Consider a Mastodon/Fediverse handle, like @[email protected] . What kinds of restrictions are there on "username"? Can I assume any valid unicode could go in there?

Somebody linked me RFC 7565, which linked to RFC7564, and if that's the place to look this appears to be the list of disallowed characters in a Fediverse username, and I'm cracking up because it's *mostly* stuff you'd expect, except the very first category of banned characters, specially, is "pre-1700 Korean characters".

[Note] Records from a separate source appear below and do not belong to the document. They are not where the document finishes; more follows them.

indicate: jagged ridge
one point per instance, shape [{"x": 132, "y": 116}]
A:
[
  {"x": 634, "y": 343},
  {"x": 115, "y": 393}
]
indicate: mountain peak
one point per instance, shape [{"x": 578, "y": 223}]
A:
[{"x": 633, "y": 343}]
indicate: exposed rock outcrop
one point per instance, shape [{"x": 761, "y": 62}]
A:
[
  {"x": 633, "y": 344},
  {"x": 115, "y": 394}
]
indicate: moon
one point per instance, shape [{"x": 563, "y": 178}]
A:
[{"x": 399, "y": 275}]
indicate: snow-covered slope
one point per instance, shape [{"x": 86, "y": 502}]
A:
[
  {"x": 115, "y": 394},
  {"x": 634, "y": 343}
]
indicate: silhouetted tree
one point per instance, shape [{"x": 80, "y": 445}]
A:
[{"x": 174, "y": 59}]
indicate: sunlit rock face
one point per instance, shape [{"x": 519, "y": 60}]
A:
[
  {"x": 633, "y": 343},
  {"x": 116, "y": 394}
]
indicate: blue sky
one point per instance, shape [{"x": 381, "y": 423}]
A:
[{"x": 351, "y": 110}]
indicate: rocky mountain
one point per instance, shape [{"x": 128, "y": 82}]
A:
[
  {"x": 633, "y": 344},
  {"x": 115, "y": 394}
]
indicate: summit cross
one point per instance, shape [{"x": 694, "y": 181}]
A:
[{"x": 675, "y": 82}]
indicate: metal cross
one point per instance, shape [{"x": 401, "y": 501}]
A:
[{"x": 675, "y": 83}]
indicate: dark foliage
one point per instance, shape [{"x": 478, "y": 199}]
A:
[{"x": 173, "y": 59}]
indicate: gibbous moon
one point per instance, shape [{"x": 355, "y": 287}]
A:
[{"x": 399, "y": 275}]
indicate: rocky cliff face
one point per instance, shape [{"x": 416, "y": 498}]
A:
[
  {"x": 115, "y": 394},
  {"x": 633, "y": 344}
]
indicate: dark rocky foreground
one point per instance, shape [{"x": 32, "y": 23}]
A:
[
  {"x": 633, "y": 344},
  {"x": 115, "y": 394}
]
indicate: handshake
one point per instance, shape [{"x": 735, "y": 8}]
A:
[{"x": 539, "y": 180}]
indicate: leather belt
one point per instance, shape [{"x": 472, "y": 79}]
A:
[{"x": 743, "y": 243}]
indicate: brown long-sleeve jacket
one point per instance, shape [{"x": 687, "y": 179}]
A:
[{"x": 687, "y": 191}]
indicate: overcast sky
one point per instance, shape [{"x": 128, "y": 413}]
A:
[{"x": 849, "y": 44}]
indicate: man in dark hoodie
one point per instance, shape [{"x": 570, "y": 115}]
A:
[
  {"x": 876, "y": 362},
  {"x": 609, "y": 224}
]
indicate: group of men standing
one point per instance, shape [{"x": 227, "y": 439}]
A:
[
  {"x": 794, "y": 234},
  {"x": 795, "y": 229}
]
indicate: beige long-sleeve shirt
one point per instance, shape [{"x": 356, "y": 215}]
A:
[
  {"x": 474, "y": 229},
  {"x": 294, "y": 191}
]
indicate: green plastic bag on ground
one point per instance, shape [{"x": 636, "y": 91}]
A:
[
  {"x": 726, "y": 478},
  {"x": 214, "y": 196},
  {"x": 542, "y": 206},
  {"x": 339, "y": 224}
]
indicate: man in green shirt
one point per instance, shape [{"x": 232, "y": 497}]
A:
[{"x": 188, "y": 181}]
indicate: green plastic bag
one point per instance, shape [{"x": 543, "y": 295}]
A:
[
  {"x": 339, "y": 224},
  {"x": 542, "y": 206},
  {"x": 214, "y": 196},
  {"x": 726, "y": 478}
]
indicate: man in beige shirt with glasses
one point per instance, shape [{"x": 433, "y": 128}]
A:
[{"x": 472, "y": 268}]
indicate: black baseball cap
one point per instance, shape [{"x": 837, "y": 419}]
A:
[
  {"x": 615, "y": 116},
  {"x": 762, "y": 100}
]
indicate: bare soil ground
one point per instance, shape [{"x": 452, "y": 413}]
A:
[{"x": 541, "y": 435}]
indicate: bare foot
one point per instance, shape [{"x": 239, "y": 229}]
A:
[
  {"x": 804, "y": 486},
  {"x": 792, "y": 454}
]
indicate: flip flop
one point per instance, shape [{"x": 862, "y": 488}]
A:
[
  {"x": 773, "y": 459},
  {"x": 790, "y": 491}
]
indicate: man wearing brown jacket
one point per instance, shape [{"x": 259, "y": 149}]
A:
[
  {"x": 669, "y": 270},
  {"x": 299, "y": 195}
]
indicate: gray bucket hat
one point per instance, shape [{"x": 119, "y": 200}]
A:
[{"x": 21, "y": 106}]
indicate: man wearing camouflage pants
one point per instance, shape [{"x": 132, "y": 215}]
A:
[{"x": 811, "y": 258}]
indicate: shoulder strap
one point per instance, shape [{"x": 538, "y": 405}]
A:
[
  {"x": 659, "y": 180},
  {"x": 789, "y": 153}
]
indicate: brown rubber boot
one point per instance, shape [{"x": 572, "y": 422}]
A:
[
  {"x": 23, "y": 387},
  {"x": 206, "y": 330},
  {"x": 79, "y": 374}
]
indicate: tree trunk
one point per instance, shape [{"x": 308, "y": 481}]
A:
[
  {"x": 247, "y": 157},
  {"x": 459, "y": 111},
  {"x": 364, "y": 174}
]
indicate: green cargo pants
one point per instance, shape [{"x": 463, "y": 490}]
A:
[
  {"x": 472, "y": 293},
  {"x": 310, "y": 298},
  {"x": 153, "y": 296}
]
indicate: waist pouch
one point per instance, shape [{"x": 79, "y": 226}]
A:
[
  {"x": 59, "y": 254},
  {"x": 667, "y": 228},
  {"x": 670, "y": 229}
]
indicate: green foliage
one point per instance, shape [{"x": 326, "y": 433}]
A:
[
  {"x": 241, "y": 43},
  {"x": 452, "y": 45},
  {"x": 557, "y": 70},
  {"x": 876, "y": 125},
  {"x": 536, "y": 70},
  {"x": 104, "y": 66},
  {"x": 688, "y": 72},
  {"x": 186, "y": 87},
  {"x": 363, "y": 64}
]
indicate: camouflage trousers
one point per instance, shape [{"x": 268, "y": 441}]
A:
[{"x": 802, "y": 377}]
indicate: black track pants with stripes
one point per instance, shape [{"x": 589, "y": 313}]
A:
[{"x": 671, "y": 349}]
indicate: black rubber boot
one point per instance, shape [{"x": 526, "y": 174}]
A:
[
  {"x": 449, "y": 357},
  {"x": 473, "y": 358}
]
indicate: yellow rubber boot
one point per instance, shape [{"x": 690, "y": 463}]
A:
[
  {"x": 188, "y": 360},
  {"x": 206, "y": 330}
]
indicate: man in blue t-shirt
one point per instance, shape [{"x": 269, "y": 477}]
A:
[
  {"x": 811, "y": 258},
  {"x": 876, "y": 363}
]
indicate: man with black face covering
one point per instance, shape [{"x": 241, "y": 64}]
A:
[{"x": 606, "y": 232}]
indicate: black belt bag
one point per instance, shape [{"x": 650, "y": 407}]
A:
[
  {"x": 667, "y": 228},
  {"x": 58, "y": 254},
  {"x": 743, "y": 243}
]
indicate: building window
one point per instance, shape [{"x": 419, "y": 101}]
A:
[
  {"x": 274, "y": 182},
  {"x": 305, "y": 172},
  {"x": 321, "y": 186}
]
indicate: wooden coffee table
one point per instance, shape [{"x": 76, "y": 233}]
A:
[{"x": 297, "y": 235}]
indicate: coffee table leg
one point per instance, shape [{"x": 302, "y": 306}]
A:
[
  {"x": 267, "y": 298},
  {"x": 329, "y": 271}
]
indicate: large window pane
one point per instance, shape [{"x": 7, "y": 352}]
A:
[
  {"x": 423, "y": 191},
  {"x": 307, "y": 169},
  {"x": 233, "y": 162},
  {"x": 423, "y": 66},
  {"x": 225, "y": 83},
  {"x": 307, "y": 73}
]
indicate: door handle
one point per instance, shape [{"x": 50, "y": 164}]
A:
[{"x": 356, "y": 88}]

The fediverse is welcome to all. EXCEPT KOREAN TIME TRAVELERS. Did you just wake up from being frozen in ice during the Joseon dynasty? The IETF is targeting you PERSONALLY

@mcc I get it, but the exclusion of "Q" property characters is an interesting and odd one.
@xgranade @mcc Reminds me of how CIRA decided that anyone who buys a .ca domain automatically gets reserved all accented character variations: https://www.cira.ca/en/ca-domains/register-your-ca/domains-french-accented-characters/
Domains with French accented characters – CIRA

Looking to own a domain name with an accented character in it? Learn more about domains with accented characters, including how CIRA manages them.

CIRA
@mcc well, darn, I guess I don't comply to the PRECIS IdentifierClass profile
@mcc 왜 그렇게 되셨나요?
@thatdawnperson I thiiiiink that the way they fit the antique Korean jamo into requires a really awkward hack that they just don't want these systems to have to deal with
@thatdawnperson But seeing them lead with that just makes it seem oddly vindictive
@mcc ...is there any reasoning given for this?? and for the latter two, those seem weird too
-F
@mcc @Hearth @xgranade I'm guessing Q and R are disallowed to mitigate homoglyph attacks. Maybe Old Hangul too, which presumably contains some homoglyphs with modern Hangul.
@alilly @Hearth @xgranade ohhhh wait that would make so much sense :O with the old jamo

@mcc @alilly @xgranade that makes sense! homoglyph attacks are still possible with e.g. replacing latin o with greek ο or cyrillic о, though?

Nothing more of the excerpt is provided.